New research shows social media is closing in on traditional television as Australia’s most-used news source – but Nine’s Executive Director of TV News and Current Affairs, Fiona Dear, says the network is prepared.
In an interview with Mediaweek, Dear said that “9News is pioneering a TV news transformation in Australia, changing the way we produce and deliver news to better align with consumer behaviour.”
The Digital News Report: Australia 2026, published by the News and Media Research Centre at the University of Canberra and based on a YouGov survey of 2,025 Australians, found television (57%) holds a narrow one-point lead over social media (56%) as the most widely used general news source in the country – a gap that has narrowed sharply over the past year.
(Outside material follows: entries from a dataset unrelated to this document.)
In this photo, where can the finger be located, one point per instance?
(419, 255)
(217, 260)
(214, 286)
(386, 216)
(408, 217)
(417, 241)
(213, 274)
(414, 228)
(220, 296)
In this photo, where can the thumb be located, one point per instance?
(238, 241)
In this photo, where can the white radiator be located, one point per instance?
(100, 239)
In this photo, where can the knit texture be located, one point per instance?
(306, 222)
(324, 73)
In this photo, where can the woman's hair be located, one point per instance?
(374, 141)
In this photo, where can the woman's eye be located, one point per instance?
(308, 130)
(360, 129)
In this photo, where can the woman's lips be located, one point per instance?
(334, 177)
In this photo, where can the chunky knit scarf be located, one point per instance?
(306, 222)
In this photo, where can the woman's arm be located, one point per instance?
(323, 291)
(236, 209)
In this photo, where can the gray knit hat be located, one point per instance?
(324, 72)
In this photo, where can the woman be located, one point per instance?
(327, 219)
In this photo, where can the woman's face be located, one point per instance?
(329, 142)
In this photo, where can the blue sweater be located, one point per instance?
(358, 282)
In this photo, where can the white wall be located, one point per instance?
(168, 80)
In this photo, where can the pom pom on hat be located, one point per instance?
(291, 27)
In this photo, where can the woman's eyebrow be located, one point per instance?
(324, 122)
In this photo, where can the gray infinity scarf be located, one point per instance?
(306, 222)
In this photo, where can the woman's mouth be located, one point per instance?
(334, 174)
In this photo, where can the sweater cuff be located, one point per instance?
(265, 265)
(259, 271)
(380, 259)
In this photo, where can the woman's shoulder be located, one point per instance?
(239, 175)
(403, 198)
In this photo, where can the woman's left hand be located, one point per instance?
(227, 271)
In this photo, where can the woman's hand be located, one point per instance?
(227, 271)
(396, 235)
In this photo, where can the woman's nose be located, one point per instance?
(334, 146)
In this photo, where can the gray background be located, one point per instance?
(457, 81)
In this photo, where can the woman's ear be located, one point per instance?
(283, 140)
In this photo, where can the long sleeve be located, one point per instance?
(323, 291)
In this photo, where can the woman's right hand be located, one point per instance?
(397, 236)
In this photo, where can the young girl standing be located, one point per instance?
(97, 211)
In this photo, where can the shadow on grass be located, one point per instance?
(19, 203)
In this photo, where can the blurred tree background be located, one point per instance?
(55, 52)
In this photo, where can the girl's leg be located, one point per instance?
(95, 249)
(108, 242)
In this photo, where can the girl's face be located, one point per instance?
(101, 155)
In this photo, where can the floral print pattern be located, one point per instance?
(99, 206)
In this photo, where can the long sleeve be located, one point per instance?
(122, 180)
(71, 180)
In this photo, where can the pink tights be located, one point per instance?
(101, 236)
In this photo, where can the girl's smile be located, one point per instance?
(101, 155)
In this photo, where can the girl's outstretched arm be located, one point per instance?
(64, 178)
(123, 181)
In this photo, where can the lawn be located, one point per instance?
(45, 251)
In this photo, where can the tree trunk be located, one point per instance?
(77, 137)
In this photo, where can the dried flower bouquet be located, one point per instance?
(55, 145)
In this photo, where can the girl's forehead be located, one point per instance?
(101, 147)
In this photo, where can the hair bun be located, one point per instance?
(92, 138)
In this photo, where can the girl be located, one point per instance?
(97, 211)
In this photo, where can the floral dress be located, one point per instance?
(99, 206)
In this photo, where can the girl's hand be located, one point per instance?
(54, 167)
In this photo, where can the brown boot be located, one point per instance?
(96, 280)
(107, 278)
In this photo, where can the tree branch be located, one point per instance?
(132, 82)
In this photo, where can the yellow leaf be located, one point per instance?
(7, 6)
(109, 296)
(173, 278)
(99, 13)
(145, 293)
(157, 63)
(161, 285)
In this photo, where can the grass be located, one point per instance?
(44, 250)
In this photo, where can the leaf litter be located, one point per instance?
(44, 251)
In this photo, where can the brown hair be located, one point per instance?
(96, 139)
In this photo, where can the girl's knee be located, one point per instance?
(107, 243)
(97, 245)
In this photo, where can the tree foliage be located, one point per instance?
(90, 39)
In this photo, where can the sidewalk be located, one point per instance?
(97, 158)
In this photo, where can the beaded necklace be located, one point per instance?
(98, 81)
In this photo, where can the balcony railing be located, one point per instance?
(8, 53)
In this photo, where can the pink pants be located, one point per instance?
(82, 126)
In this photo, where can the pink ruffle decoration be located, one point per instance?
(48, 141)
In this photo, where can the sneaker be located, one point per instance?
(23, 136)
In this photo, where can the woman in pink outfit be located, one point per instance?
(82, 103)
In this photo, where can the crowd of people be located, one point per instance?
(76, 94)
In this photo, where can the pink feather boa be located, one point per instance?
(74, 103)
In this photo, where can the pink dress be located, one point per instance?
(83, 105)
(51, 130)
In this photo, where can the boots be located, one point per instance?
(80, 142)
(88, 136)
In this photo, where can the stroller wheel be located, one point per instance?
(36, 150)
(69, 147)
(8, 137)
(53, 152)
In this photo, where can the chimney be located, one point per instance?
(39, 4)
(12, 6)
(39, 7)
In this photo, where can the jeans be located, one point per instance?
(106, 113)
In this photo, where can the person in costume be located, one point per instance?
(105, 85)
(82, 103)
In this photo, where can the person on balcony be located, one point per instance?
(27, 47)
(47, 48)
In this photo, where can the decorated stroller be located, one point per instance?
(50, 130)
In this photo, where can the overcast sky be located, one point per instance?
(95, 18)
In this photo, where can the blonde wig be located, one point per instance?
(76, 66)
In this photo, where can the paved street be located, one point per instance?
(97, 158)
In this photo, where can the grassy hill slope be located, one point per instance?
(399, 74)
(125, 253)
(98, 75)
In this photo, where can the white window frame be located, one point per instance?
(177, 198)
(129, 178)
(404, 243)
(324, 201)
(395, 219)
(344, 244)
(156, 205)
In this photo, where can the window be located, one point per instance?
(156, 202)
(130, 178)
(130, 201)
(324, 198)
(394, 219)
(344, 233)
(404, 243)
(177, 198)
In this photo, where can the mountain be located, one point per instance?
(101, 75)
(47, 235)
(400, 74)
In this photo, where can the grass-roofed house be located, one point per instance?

“How audiences consume news is shifting, and ‘Future News’ will allow us to meet audiences where they are, across multiple platforms, instantly,” Dear said.

Fiona Dear
Social media closes the gap
The report found it is now the second most-used news source in Australia, up nine percentage points on the previous year, and has overtaken direct website access as the primary pathway to online news for the first time, accounting for 32% of online news pathways compared to direct access at 31%.
Among 18–24-year-olds, 48% now use TikTok for news, up 12 points. Facebook (39%) and YouTube (34%) both outperform dedicated news websites and apps (26%) for news video consumption.
Short-form video under two minutes dominates on Facebook and Instagram, each at 71%.

The Digital News Report: Australia 2026
Dear acknowledged the shift in viewing behaviour. “While linear television remains a critical part of how audiences consume news, it is no longer the only way,” she said.
Trust remains a challenge for social platforms
Despite the growth in social media news consumption, trust in news on those platforms remains low.
The report found just 21% of Australians trust news encountered on social media, while 51% actively distrust it.
By contrast, 54% of Australians trust the news they personally choose to consume – a figure that rose five points from the previous year.
Traditional news brands recorded an increase in trust over the past year, with trust among under-35s rising by 6 points to 60%.
The report identified high-quality coverage of major events – including the Bondi Beach attack and the federal election- as a driver of increased news interest, particularly among younger Australians.
Dear cited trust as central to broadcast news’s continued relevance. “In a world of misinformation, audiences want news they can trust – evidenced by the millions of Australians who watch Nine’s bulletins each night and the increase in viewers we see during breaking news events,” she said.
Influencers a growing but partial substitute
The report found 43% of Australian news consumers now access news from creators or influencers, rising to 70% among 18–24-year-olds and 72% among 25–34-year-olds. However, more than half of influencer news consumers said creators meet only some of their news needs, with most still relying on other sources.
Other key findings
Overall news consumption rose three percentage points, with 56% of Australians accessing news more than once a day.
Nearly one in 10 Australians (9%, +3) now use generative AI chatbots for news. Payment for online news remained stable at 23%, though Australia holds the highest proportion globally of people paying for digital-only news brands, at 35%.
Concern about misinformation rose three points to 77%.
The Digital News Report: Australia 2026 is the 12th annual edition produced by the News and Media Research Centre, forming part of an international study coordinated by the Reuters Institute for the Study of Journalism at Oxford University, spanning 48 countries.